Monday, November 27, 2006

On Cell Phones, YouTube, and Bad Teachers

Now, this story particularly interests me because it deals with a number of things I care about: education, my hometown, getting in shit for posting things online, and YouTube. If you don't want to read the whole story, a little background... at a school in the Outaouais (sp?) which is the Quebec side of Ottawa, one kid baited their teacher into snapping at them while another recording the whole incident on a cell phone, where it was later posted to YouTube. The teacher is now on stress leave, both kids were suspended indefinitely, and the school board in question had the clips removed from YouTube.

Now, I think that recording and posting clips of an incompetent teacher is a rather smart way to take them down. And not only that, I think these teachers need to be taken down. I've had far too many bad instructors that quite frankly, I wished I could get the word out on. What happened here, in principle, was no different than what takes place on sites like www.ratemyprofessors.com, only hyper-sensationalized for mass consumption. A teacher screaming at their students on video, instantly embeddable on your blog, myspace, livejournal, or what have you... speaks louder than the typed word ever could.

However, the entire incident was planned, set up, and staged by the students, and that's where the morality of the thing becomes cloudy. Obviously no one told this teacher they were being filmed, and certainly the reactions caught on camera weren't rehearsed. As much as I believe in public disclosure and accountability for these sorts of things, it's all too easy to set someone up to take a fall, and that's what this reeks of. I've seen teachers flip out. I've seen students get pretty damn shaken and wish they had the opportunity to strike back. And now, more than ever, that opportunity is available. But with it comes the responsibility to engage in fair reporting.

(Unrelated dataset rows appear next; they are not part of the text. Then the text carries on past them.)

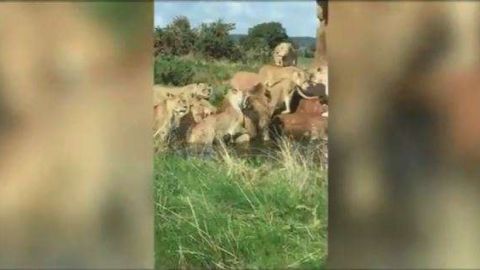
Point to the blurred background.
(75, 144)
(404, 134)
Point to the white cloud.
(298, 17)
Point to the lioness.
(282, 82)
(258, 112)
(284, 55)
(228, 122)
(167, 115)
(201, 108)
(319, 75)
(194, 90)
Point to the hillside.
(302, 42)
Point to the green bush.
(174, 71)
(272, 33)
(177, 38)
(214, 40)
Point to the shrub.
(214, 40)
(176, 39)
(174, 71)
(272, 33)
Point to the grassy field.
(224, 211)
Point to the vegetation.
(225, 209)
(229, 212)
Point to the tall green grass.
(229, 212)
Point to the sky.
(297, 17)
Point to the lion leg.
(287, 100)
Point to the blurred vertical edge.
(404, 133)
(75, 144)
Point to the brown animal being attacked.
(307, 121)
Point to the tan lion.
(319, 75)
(228, 122)
(194, 90)
(284, 55)
(167, 115)
(282, 82)
(201, 108)
(258, 112)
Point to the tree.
(214, 40)
(272, 33)
(177, 38)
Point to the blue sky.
(297, 17)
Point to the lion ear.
(296, 74)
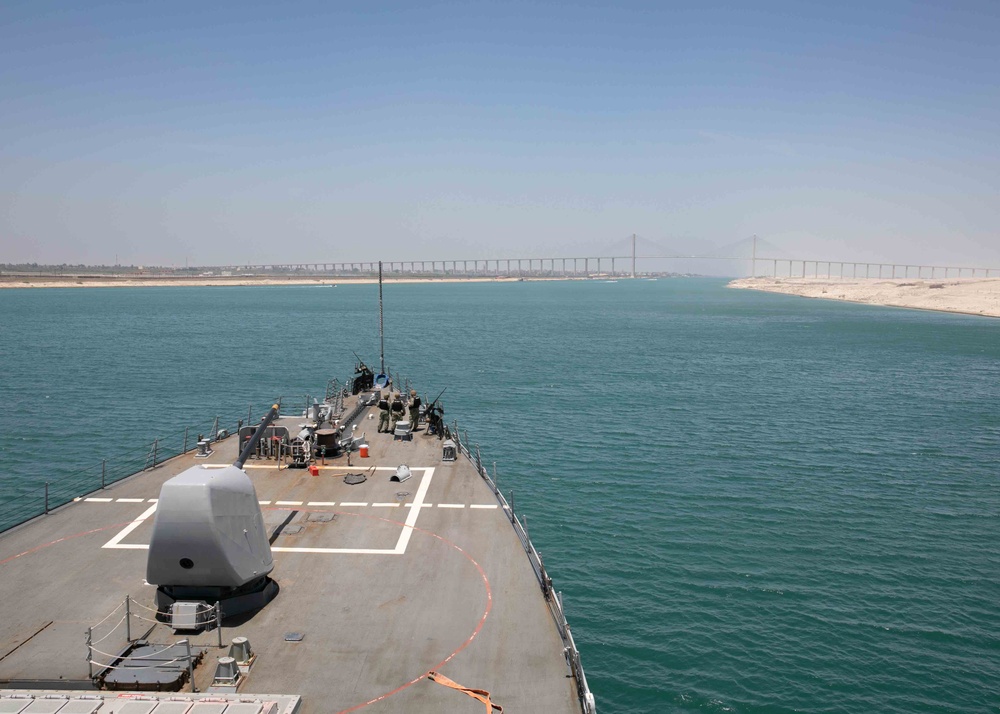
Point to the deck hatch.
(46, 705)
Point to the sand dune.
(975, 296)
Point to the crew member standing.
(383, 414)
(414, 409)
(398, 411)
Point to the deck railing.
(31, 501)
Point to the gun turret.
(209, 542)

Now, let's draw a really easy and recent comparison where people were on camera, being finessed into revealing less than ideal sides of themselves, with the filmmakers intending to release the stuff for mass conumption... but where the victims had full knowledge they were being filmed. I'm talking, of course, about Borat. The movie's funny as hell, but there's some really unsettling moments when people say some really prejudiced and horrible things, and they knew full well that this was video intended for public consumption. At least we can suss out that the intent of Borat was to entertain, and not to brutally shame these not-so-innocent people(although pending lawsuits seem to suggest otherwise).

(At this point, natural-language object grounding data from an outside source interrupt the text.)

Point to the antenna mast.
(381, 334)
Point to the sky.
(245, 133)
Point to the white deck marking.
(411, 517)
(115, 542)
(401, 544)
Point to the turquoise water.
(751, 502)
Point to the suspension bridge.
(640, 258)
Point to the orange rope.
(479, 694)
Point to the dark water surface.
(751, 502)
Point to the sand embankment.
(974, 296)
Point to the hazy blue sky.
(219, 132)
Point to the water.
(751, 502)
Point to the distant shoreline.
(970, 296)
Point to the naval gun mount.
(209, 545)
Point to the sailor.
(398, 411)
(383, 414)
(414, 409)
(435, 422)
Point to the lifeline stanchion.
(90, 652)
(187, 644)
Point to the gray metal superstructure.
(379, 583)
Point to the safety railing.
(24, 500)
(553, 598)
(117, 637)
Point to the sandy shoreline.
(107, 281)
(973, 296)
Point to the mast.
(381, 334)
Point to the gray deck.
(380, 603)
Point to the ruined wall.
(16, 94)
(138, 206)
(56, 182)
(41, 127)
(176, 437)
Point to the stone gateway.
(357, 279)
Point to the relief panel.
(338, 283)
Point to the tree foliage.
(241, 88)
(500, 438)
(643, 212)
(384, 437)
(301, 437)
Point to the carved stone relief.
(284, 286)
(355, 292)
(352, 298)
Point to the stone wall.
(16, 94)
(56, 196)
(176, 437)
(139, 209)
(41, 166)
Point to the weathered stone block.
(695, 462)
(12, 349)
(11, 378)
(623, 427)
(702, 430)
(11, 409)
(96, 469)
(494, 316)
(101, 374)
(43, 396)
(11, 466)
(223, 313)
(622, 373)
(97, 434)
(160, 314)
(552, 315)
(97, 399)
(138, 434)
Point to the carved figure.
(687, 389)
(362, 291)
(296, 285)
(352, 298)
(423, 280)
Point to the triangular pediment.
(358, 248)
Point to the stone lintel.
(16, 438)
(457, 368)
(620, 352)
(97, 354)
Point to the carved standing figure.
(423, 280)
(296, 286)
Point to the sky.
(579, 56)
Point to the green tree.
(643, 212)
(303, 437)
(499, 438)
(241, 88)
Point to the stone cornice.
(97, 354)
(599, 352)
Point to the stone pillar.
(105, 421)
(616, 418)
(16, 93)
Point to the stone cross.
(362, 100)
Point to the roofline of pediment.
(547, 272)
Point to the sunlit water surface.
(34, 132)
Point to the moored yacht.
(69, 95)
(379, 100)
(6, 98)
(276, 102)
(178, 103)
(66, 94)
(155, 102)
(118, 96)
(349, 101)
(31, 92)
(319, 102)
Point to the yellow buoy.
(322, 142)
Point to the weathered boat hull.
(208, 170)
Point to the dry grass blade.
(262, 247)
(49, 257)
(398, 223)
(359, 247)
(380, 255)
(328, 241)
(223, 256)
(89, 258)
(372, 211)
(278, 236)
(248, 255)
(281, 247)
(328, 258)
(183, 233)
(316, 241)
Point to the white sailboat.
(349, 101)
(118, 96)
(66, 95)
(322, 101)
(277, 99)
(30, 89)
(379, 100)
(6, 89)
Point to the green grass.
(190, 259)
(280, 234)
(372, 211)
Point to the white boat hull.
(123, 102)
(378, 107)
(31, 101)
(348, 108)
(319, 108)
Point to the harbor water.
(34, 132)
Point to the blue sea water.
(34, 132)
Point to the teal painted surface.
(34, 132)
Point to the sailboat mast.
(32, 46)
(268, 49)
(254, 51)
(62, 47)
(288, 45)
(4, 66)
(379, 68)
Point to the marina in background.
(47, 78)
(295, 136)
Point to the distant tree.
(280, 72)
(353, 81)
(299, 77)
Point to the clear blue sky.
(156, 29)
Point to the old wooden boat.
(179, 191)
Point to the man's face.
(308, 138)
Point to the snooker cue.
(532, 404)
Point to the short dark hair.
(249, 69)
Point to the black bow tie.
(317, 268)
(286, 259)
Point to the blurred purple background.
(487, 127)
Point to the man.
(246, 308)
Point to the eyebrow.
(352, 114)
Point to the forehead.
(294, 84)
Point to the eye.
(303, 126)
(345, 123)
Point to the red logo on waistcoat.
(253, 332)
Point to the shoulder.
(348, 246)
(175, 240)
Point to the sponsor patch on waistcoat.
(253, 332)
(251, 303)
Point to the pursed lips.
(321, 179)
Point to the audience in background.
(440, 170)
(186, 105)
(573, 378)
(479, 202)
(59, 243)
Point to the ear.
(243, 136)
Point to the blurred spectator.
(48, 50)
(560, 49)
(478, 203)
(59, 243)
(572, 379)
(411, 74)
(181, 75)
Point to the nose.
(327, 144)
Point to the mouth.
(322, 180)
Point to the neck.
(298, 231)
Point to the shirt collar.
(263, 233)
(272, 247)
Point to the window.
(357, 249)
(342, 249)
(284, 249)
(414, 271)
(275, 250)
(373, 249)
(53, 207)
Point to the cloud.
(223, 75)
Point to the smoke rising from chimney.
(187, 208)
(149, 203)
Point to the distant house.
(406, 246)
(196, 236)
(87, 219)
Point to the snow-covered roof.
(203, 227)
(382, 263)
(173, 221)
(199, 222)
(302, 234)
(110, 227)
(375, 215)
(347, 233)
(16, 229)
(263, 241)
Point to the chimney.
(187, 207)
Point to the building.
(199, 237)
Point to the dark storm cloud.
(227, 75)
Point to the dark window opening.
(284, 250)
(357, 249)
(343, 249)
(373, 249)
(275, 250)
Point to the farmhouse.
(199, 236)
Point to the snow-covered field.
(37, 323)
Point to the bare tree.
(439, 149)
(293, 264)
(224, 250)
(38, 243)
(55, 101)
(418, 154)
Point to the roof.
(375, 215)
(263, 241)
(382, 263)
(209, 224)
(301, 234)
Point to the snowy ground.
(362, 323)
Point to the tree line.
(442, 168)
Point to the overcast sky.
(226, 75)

So how do the two correlate? Teachers, every day, go in front of their students and perform to the best of their ability, and god bless them for it. But just because we, as society, appreciate the hell out of them, doesn't make them immune to criticism. Staging a takedown of a teacher with the intent to destroy their reputation is wrong, no doubt about it. And what these kids in Quebec did was wrong. However, I propose that the wrongness of their actions were not in the actions themselves, but in the intent, the setup, the provocation. Bad teachers always reveal themselves, and it is students' opportunity to get the word out about them. New technologies make that easier than ever. But with the opportunity to do the right thing brings with it the responsibility to do it the right way.